With Greece’s membership in the eurozone hanging by a thread, Standard & Poor’s warned on Friday that most Greek companies would default if the debt-ridden country ditches the euro.

The grim forecast comes hours before Greeks head to the polls to cast a vote seen by many as a clear signal on whether the nation will exit the eurozone in favor of a drastically-devalued drachma.

S&P, which is owned by McGraw-Hill (MHP), recently warned it sees at least a 33% chance of Greece taking this difficult path.

“Should Greece leave the eurozone and return to the drachma, we think most Greek companies that conduct the majority of their business in Greece would default,” Paul Watters, a credit analyst at S&P, said in the report.

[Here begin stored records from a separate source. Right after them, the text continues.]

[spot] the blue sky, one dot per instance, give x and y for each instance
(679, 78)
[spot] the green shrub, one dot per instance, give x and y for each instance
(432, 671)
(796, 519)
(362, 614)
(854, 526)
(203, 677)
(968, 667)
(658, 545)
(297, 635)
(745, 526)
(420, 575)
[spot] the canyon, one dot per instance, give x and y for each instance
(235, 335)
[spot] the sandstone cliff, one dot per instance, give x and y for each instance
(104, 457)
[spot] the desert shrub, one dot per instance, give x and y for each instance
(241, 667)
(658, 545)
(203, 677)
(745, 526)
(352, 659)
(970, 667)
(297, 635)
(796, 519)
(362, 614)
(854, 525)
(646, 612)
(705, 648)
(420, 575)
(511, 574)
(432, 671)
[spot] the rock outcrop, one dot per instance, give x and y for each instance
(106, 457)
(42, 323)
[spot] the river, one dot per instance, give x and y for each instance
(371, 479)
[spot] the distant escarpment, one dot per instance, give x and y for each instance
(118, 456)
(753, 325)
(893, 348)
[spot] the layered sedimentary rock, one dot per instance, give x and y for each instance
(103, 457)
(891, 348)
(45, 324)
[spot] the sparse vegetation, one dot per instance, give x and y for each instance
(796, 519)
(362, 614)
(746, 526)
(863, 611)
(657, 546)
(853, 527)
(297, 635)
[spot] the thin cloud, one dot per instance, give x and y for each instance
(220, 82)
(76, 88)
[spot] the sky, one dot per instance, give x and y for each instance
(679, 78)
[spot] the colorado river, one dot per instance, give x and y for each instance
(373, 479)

On the other hand, S&P said some Greek companies that have “low exposure” to the beleaguered Greek economy and are able to maintain “adequate liquidity” thanks to support from solid foreign parents should continue to “maintain ratings above the sovereign.”

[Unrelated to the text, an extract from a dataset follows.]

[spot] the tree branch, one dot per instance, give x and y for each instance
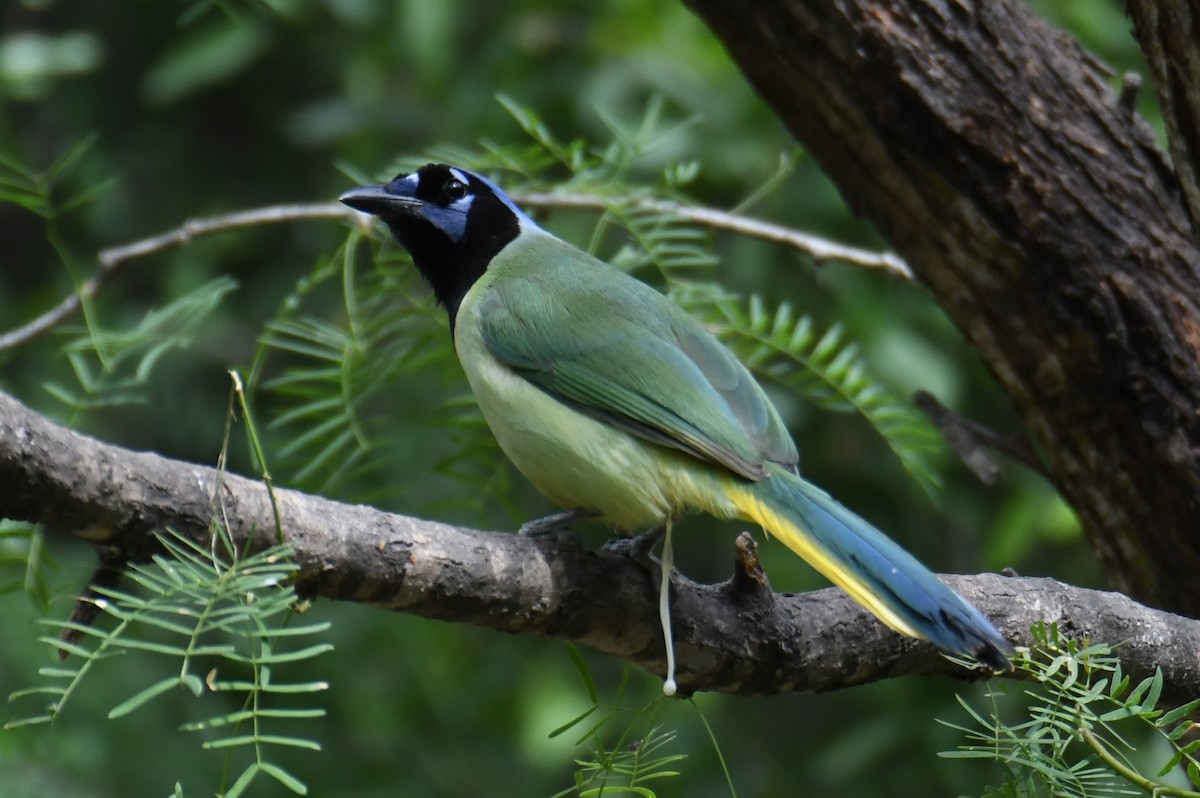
(1039, 213)
(735, 637)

With the threat of an exit looming, S&P recently slashed its ratings on a number of Greek companies, including Coca-Cola Hellenic Bottling, Hellenic Telecommunications Organization and Public Power Corp.

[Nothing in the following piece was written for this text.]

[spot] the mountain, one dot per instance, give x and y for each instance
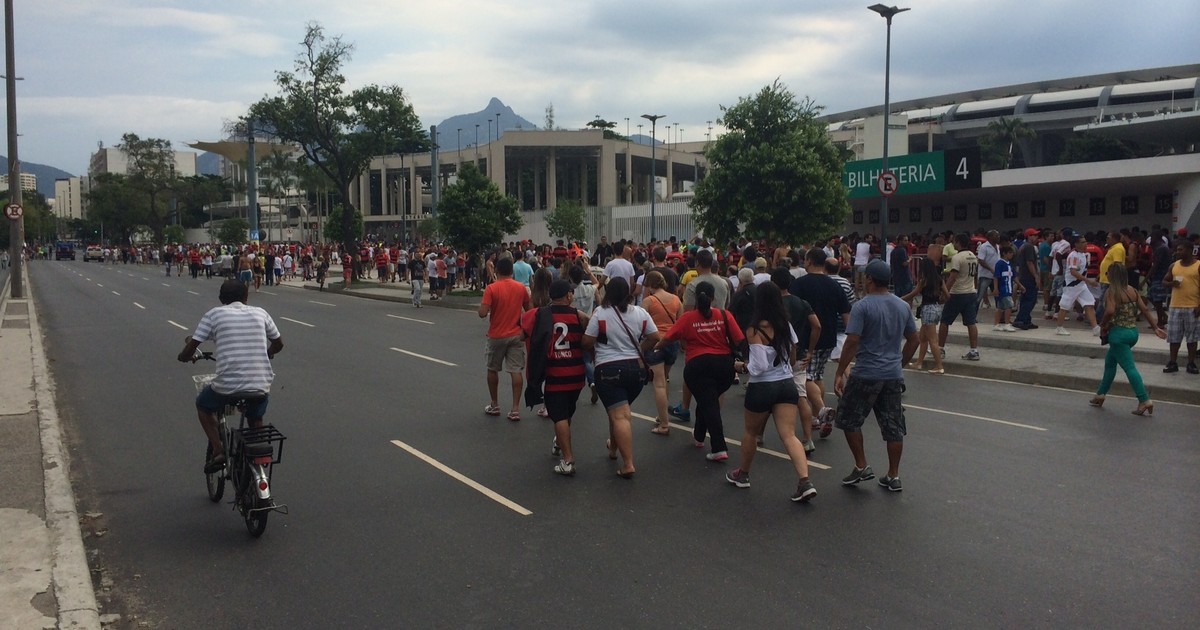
(46, 175)
(448, 129)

“The redenomination of outstanding local law debt contracts would trigger an automatic default under our criteria, as would an inability to service euro-denominated obligations from devalued local currency earnings,” S&P said.

It’s clear non-Greek corporations are already girding for a potential Greek exit.

French supermarket giant Carrefour disclosed plans on Friday to sell its entire stake in a Greek joint venture. The move will lead Europe’s largest retailer to take a charge of about 220 million euros.

Likewise, French lender Credit Agricole is mulling a plan to abandon its Greek banking division, Emporiki, should Greece abandon the euro, The Wall Street Journal reported.